Herzlich Willkommen auf den Seiten der Arbeitseinheit Klinische Psychologie und Translationale Psychotherapie!
Die Arbeitseinheit für Klinische Psychologie und Translationale Psychotherapie an der Universität Münster verbindet Forschung, Lehre und psychotherapeutische Versorgung.
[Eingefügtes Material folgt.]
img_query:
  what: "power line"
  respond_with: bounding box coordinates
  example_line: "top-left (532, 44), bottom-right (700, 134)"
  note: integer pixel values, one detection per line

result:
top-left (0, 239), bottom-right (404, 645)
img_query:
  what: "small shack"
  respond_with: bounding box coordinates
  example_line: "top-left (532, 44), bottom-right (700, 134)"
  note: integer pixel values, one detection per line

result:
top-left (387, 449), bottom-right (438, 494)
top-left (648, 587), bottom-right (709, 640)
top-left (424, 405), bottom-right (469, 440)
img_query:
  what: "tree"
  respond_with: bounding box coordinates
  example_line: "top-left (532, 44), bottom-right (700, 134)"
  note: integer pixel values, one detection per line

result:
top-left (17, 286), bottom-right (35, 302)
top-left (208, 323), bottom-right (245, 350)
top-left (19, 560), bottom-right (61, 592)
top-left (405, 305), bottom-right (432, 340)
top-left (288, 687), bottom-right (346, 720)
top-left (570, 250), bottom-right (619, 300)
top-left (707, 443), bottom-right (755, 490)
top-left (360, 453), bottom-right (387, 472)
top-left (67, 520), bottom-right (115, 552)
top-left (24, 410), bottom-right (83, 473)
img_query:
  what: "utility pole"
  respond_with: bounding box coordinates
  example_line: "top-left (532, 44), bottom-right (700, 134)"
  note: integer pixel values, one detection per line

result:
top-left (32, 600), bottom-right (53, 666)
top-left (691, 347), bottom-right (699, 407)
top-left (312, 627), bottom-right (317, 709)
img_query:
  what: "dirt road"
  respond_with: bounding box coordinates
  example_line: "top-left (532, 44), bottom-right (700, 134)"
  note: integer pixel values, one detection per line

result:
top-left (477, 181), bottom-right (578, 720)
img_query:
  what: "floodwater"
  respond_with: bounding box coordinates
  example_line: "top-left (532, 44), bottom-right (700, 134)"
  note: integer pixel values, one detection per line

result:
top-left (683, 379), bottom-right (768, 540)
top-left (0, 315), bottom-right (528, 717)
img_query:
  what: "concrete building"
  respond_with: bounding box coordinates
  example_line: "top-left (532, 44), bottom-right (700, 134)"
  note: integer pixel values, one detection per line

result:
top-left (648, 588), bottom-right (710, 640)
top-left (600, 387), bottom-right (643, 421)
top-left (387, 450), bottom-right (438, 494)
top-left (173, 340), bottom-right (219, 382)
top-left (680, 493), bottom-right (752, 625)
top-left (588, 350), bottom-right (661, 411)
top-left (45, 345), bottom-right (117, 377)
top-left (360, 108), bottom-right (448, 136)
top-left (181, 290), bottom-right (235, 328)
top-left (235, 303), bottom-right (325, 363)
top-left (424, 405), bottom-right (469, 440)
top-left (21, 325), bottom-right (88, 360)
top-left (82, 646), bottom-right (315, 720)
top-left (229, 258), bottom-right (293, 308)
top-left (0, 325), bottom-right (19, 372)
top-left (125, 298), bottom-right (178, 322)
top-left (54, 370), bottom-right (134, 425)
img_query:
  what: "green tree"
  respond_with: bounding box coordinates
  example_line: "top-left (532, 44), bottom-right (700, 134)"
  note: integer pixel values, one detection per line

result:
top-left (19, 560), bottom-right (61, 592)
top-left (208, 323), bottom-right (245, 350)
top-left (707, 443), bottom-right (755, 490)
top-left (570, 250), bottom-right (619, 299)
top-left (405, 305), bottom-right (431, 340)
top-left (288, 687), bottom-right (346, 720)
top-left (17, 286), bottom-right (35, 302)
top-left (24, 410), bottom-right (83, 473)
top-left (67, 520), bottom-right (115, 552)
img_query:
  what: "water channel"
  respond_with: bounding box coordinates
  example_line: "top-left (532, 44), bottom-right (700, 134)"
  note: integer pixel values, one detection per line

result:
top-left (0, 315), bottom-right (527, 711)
In der Forschung beschäftigen wir uns mit der Entstehung, Aufrechterhaltung und Behandlung psychischer Störungen, insbesondere von Essstörungen und Depressionen. Zentrale Schwerpunkte sind affektive, kognitive und interpersonelle Prozesse. In der Grundlagenforschung gewonnene Erkenntnisse übersetzen wir in neue psychologische Interventionen und Präventionsprogramme, die wir in randomisiert-kontrollierten Studien testen. Ergänzend setzen wir Metaanalysen ein, um die Wirksamkeit mechanismen-spezifischer Interventionen zu prüfen und zu untersuchen, inwieweit bestehende Behandlungsverfahren zentrale Wirkmechanismen adressieren. Durch Psychotherapieprozessforschung vertiefen wir dieses Verständnis, um psychotherapeutische Interventionen gezielt weiterzuentwickeln.
Die Psychotherapeutische Hochschulambulanz ist ein zentraler Bestandteil der Arbeitseinheit. Hier wird evidenzbasierte ambulante Psychotherapie angeboten und zugleich Forschung und Lehre integriert. In der Ambulanz sind diverse klinische Forschungsprojekte angesiedelt, die zur Weiterentwicklung und Verbesserung der psychotherapeutischen Diagnostik und Behandlung beitragen sollen. Im Rahmen der berufsqualifizierenden Tätigkeit III partizipieren zudem Studierende unter enger Supervision approbierter Psychotherapeut*innen aktiv an der Diagnostik und Behandlung von Patient*innen.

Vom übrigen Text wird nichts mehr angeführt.